For over two decades, Jay Chandarana relied on commercial banks to meet the day-to-day, working capital needs of his family business, the sesame seed exporter Dhaval Agri. It was an arrangement that basically worked: the company grew to have a 13% share of the country’s total exports, making it the largest sesame seed exporter in the market. Yet despite sending seeds to customers in 40 countries, it’s still firmly a medium-sized enterprise, with last year’s revenues clearing just $83 million.
And it was facing a problem: when Chandarana thought about how he might expand the operation, his bank-based financial arrangement came up short.
“Banking in India is collateral-based,” Chandarana explained. “Your volumes may grow according to the business you’re doing, but the bank payments will only increase according to the value of your collateral.”
So in 2019, Dhaval Agri decided to try arranging for working capital with Palo Alto-based startup Drip Capital as an alternative — and it paid off. Chandarana told TechCrunch that Dhaval Agri’s volume has increased 50% in the five years that he’s been a customer of the startup.
Now Drip is hoping to scale itself to meet that opportunity with more entrepreneurs in the country and beyond. It has raised $113 million in funding: $23 million in equity from Japanese institutional investors GMO Payment Gateway and Sumitomo Mitsui Banking Corporation; and $90 million in debt financing led by the World Bank’s International Finance Corporation (IFC) and East West Bank.
The company has raised about $640 million in equity and debt funding so far, with Accel, Peak XV Partners and Y Combinator among its other investors.
The debt will be used to expand the number of working-capital loans it provides to SMBs, while the equity will be used for company and product expansion. It uses AI to automate and digitize processes and plans to also use it for risk analysis.
Drip currently serves between 9,000 and 10,000 businesses, with around 60% coming from India and the rest from the U.S. and a small amount in Mexico. It is already profitable, and says it is aiming for 40% year-on-year growth in the next two years.
The challenge that Dhaval Agri faced is not dissimilar to the capital hurdles that small and medium businesses face globally. SMBs work typically on very short capital turnarounds: they issue invoices to customers to make revenue, but these can take time to get paid and in the meantime these businesses need to pay suppliers themselves to continue operating.
Working capital provided by third parties becomes a common solution. These are essentially short-term loans issued on credit that businesses repay when they themselves get paid (30, 60 and 90 days are common increments), while these businesses need to pay suppliers quickly to maintain sufficient inventory. In India, despite the large proportion of SMBs — it’s been described as the largest SMB market in the world, approaching 100 million enterprises — traditional financial institutions have not leaned into working capital arrangements designed to encourage growth, just maintenance.

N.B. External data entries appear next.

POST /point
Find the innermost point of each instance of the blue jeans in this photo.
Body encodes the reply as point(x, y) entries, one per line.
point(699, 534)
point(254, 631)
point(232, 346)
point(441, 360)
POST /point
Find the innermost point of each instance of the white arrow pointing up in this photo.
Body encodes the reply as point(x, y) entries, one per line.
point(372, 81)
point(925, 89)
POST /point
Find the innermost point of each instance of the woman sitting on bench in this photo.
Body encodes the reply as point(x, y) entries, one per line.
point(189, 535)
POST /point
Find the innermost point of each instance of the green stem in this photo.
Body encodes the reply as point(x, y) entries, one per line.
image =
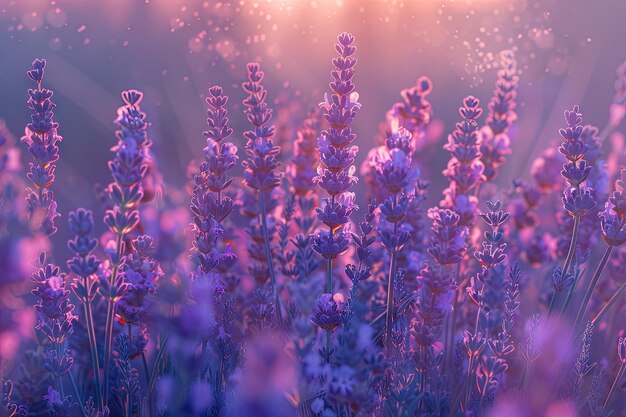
point(329, 287)
point(59, 378)
point(390, 279)
point(108, 337)
point(78, 398)
point(268, 259)
point(572, 246)
point(145, 365)
point(92, 344)
point(590, 288)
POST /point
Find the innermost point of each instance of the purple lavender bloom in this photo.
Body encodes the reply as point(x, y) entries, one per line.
point(495, 141)
point(613, 218)
point(329, 311)
point(55, 311)
point(300, 171)
point(42, 140)
point(129, 166)
point(128, 169)
point(209, 207)
point(260, 167)
point(335, 173)
point(465, 169)
point(392, 164)
point(7, 406)
point(447, 244)
point(141, 272)
point(492, 253)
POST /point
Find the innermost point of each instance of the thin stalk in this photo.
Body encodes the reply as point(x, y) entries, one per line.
point(572, 246)
point(590, 288)
point(390, 279)
point(108, 337)
point(555, 294)
point(571, 292)
point(329, 288)
point(619, 376)
point(608, 305)
point(145, 366)
point(268, 259)
point(566, 266)
point(78, 398)
point(92, 344)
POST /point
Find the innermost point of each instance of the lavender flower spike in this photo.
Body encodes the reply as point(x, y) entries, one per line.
point(41, 138)
point(262, 162)
point(128, 168)
point(465, 169)
point(337, 153)
point(209, 207)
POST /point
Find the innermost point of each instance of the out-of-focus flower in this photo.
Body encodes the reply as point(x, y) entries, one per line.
point(329, 311)
point(42, 140)
point(465, 169)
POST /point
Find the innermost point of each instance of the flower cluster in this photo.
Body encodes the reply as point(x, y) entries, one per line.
point(495, 143)
point(42, 140)
point(577, 198)
point(415, 111)
point(336, 171)
point(465, 169)
point(407, 322)
point(209, 206)
point(437, 282)
point(260, 166)
point(613, 218)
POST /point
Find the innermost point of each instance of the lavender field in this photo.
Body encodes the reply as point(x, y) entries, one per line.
point(312, 208)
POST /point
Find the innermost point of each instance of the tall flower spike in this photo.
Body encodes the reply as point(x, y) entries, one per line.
point(495, 141)
point(128, 168)
point(577, 197)
point(263, 160)
point(613, 218)
point(336, 171)
point(42, 140)
point(209, 205)
point(260, 166)
point(465, 170)
point(415, 112)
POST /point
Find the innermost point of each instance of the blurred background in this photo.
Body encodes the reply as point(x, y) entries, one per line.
point(173, 50)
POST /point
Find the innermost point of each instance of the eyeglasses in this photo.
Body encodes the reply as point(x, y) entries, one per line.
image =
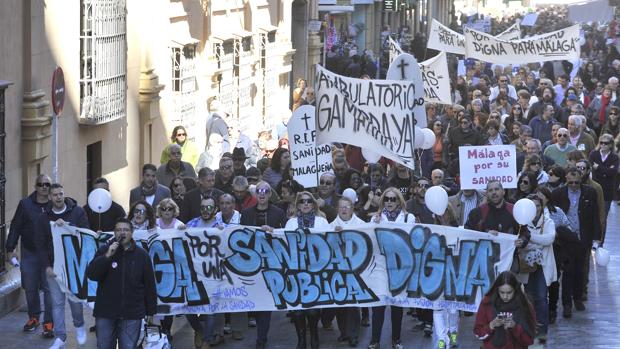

Drip Capital addresses all this for thousands of small and medium importers and exporters like Dhaval Agri in India, as well as in the U.S.. Its target customer generates annual revenue between $500,000 and $100 million. While it initially started with a focus on businesses doing exports out of India, it gradually expanded to include businesses focused on imports into India before expanding again to serve businesses in the U.S.
As with other working-capital startups, Drip advances up to $2.5 million and will essentially buy up their customers’ accounts receivable invoices to the same value (with a servicing commission on top). This allows businesses to have cash to pay their own suppliers and run their businesses, even when their customers take over two months to pay their invoices. Drip also provides account payable financing of up to $5 million aimed at help importers to extend the time they have to pay their suppliers.
Drip Capital also recently started serving businesses in domestic trade in the U.S. and plans to expand that model in India. The startup has already applied for a non-banking financial company (NBFC) license to cover the domestic needs of Indian businesses.
“The thought process is that for us to basically be able to holistic offering, it is important that we cover the domestic and cross-border needs of the companies we work with,” said Pushkar Mukewar, co-founder and CEO of Drip Capital, in an interview.
One of its new products is foreign exchange. Mukewar told TechCrunch that many of Drip Capital’s clients either receive a foreign remittance or send foreign dollars out. The startup targets those clients by offering them cheaper foreign exchange access through its existing partnership with Barclays.
Similarly, Drip Capital is piloting a sourcing platform to help connect buyers with new suppliers using its buyer-seller network.
This latest investment comes nearly three years after Drip Capital raised $40 million in its Series C round in October 2021.
“Given that we have achieved profitability, we raised only the amount of equity required for our next phase of growth while watching dilution,” he said. He declined to disclose the valuation but confirmed it was not a down round.
“The last two years have been really around making the economics of the business right to get to this point where we are profitable,” he said.